In the last several months, ASSAR regional teams in West, East, and Southern Africa as well as in India have been busy disseminating the findings of the Regional Diagnostic Studies. This diagnostic research is aimed at understanding what people in semi-arid regions currently know about climate change, and what they’re doing to adapt to these changes.  Check out this link to the START website for a more in-depth update on recent ASSAR activities.

Lawra District, Ghana RDS dialogue group participants in July, 2015. Photo Credit: Prince Ansah.

Alumni Spotlight: Raka Suryandaru

Outside of work, Raka enjoys running.

As a member of the Indonesia Association of Urban and Regional Planners (IAP), Raka Suryandaru first encountered START in 2011 at a science policy dialogue in Jakarta held in partnership by IAP and START. Since that fateful meeting, Raka has worked with START on several projects, including the 2012 Advanced Institute on Forensic Investigations of Disasters (FORIN) and most recently the Planning Integrated Coastal Adaptation Strategies for North Jakarta (PICAS) project.

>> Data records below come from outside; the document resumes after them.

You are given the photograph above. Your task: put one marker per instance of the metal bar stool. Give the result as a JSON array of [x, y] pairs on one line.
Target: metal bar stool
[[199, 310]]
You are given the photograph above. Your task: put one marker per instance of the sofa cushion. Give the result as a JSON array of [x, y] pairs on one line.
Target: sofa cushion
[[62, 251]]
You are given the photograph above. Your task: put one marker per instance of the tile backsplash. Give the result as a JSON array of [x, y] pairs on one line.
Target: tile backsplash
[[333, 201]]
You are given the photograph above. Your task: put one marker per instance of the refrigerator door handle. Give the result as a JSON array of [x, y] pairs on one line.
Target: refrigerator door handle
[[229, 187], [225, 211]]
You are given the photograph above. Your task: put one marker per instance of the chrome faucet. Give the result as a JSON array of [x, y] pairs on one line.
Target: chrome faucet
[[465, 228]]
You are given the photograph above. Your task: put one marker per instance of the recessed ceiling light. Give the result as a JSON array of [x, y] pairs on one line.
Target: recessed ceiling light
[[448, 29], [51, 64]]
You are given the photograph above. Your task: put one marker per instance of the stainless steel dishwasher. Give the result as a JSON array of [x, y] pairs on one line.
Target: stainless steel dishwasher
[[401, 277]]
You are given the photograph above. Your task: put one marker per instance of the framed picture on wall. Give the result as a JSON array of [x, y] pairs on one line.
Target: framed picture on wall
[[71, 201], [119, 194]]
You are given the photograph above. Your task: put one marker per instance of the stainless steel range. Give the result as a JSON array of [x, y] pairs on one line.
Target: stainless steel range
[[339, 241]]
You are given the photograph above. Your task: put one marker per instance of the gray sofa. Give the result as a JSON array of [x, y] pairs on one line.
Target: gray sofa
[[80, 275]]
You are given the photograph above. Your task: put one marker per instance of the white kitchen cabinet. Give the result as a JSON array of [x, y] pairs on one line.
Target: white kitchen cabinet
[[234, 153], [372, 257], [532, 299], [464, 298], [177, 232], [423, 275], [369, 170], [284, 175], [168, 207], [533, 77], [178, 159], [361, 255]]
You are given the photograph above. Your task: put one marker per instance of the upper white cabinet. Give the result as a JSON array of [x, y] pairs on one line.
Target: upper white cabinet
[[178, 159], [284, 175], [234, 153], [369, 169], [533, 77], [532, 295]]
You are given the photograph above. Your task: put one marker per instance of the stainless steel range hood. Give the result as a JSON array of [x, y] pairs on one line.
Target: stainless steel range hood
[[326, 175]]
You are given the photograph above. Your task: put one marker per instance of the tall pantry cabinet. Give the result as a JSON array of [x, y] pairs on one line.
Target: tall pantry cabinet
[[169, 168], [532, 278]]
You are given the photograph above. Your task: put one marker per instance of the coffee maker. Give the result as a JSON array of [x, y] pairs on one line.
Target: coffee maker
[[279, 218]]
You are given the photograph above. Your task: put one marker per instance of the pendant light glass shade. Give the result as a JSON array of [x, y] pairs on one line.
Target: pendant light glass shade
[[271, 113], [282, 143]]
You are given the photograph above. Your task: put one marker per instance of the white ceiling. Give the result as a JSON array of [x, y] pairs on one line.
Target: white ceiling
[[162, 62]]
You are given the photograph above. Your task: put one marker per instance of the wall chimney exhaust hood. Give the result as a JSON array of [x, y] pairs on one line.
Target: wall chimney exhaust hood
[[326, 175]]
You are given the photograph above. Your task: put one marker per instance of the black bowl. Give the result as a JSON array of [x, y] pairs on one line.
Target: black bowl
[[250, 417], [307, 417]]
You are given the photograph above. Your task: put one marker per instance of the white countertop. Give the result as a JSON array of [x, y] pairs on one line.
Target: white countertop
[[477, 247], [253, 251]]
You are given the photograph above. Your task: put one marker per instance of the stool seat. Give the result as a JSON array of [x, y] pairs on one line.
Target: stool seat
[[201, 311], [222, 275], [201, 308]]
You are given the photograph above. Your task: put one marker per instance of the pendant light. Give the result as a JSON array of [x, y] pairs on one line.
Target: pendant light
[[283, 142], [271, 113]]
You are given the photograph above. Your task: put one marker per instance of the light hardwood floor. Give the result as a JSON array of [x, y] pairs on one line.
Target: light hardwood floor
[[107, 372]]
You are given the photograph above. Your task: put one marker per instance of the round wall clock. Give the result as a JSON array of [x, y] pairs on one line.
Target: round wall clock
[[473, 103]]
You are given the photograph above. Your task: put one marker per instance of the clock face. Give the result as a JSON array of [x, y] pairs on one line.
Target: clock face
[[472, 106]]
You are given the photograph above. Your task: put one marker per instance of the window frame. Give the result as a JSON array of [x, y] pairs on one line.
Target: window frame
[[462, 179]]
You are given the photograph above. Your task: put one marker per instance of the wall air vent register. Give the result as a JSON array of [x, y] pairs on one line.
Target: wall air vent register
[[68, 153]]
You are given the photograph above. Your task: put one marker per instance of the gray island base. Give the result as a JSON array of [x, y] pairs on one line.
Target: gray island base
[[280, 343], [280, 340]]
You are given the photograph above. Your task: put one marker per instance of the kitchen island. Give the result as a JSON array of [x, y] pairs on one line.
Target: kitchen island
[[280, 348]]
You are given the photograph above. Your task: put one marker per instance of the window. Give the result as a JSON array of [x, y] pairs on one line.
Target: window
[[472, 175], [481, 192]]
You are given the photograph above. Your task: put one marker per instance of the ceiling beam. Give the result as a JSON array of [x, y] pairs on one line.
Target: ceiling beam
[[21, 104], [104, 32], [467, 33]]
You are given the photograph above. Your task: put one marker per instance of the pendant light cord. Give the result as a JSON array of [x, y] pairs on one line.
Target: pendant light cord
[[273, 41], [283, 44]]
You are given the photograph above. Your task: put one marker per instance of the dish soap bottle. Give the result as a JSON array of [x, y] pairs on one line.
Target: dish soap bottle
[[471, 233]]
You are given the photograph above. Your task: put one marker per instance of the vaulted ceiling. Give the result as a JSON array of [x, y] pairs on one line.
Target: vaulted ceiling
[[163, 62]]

Through participating in START programs, Raka has seen growth in his professional development, project management skills, and confidence. Just a few years ago, Raka viewed urban planning simply as a numbers exercise, but he recently noted, “START changed my perspective; now I see planning as a key tool for development.”

Raka credits START and the Advanced Institute on FORIN for his first professional experience outside of Indonesia, where he was given the opportunity to engage with an international community tackling like-minded problems. It opened his eyes to a wider network of international colleagues and opened doors for him to collaborate with other organizations. This exposure led Raka to pursue a scholarship MSc Planning for Sustainability and Climate Change at Newcastle University in the United Kingdom, which he recently completed.

Now back home, Raka looks forward to developing even better plans for the people of Indonesia. Raka reflects that: “START has had a strong influence in my career as a professional… I’ve learned that there are people and communities we need to incorporate as partners in the planning process. We must be able to work with all different types of people from influential businessmen down to the most vulnerable.” Raka plans to embrace this approach in his current role at joint IAP-Mercy Corps research, as a part of Asian Climate Change Resilience Network (ACCRN) where he is working to develop tools to incorporate climate change into urban planning.